Bengaluru-based micro-venture capital firm gradCapital on Friday said it has launched its second fund of $6 million (Rs 49.6 crore) to back student-run startups.
gradCapital, which is targetting to invest in 20 startups in a year, said in a statement that it will write a cheque of $40,000 each for a 4% stake in startups.
The announcement comes two years after the firm had launched its maiden VC fund which had a total corpus of $1 million and the average investment cheque was $25,000.
Founded in 2021 by Abhishek Sethi and Prateek Behera, gradCapital is a student-focused micro-venture capital firm that is backed by CIIE, Alagu Periyannan (BlueJeans), Ankur Warikoo and Kanwal Rekhi (Inventus Capital).

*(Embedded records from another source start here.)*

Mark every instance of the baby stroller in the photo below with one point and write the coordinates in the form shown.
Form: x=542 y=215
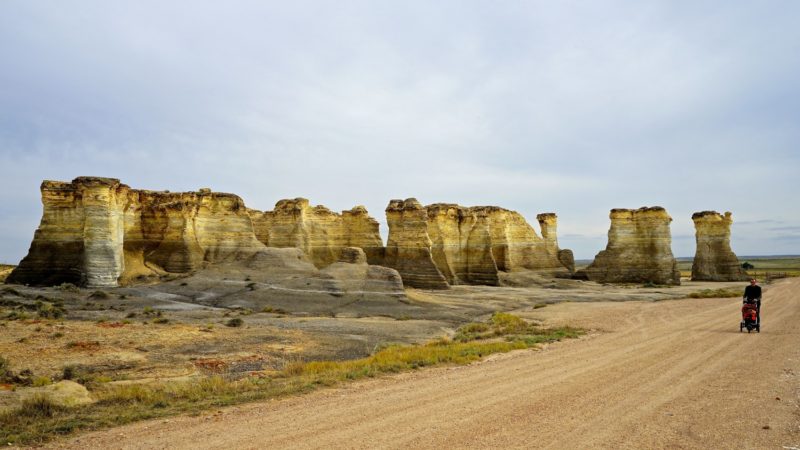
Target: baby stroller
x=750 y=319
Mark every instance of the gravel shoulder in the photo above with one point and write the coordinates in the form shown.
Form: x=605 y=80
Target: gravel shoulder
x=666 y=374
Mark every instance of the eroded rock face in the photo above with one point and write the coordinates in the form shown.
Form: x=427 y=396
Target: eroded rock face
x=638 y=250
x=466 y=245
x=714 y=260
x=99 y=232
x=408 y=249
x=318 y=231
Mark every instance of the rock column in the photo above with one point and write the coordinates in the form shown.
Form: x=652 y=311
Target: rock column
x=714 y=260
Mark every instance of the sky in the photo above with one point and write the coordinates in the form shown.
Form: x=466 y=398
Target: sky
x=572 y=107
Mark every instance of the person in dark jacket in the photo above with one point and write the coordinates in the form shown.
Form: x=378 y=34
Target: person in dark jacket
x=752 y=294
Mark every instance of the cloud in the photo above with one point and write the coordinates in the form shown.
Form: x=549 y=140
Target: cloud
x=533 y=106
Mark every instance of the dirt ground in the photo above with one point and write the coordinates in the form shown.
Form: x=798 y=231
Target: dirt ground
x=664 y=374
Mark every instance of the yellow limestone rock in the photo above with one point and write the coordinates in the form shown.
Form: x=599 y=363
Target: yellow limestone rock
x=318 y=231
x=638 y=250
x=409 y=247
x=714 y=260
x=99 y=232
x=467 y=245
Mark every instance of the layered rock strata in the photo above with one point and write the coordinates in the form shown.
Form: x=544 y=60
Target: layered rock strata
x=318 y=231
x=444 y=244
x=409 y=247
x=638 y=250
x=714 y=260
x=99 y=232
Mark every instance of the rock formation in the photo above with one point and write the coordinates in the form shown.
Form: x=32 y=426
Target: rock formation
x=99 y=232
x=409 y=247
x=638 y=250
x=318 y=231
x=450 y=244
x=714 y=260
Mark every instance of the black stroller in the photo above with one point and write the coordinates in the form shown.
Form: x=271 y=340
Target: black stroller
x=751 y=317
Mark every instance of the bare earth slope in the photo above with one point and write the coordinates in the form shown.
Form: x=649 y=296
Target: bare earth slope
x=671 y=374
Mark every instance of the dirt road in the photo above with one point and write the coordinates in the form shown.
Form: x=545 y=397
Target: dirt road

It also has launched a grant program called atomic fellowship in which it intends to provide $5,000 as grants to students with technical projects that have the potential of becoming companies. It is supported by Emergent Ventures.
“We are not in the business of finding and investing in deals, we are in the business of letting students be ambitious and build a future. It’s a systemic failure when ambitious students aren’t able to take off while in college, and they end up taking a job because of financial obligations” said Sethi.
In the micro-VC space, Capfort Ventures launched its micro-VC fund in July after receiving approval from the Securities and Exchange Board of India (SEBI).
According to Bain & Company's India Venture Capital 2023 report, which used data from VCCEdge, the research platform of VCCircle. The number of active micro-VCs grew from 65 in 2021 to 80 in 2022, thus signaling a shift in the early-stage investment ecosystem which has been predominantly occupied by angel networks and large VC firms.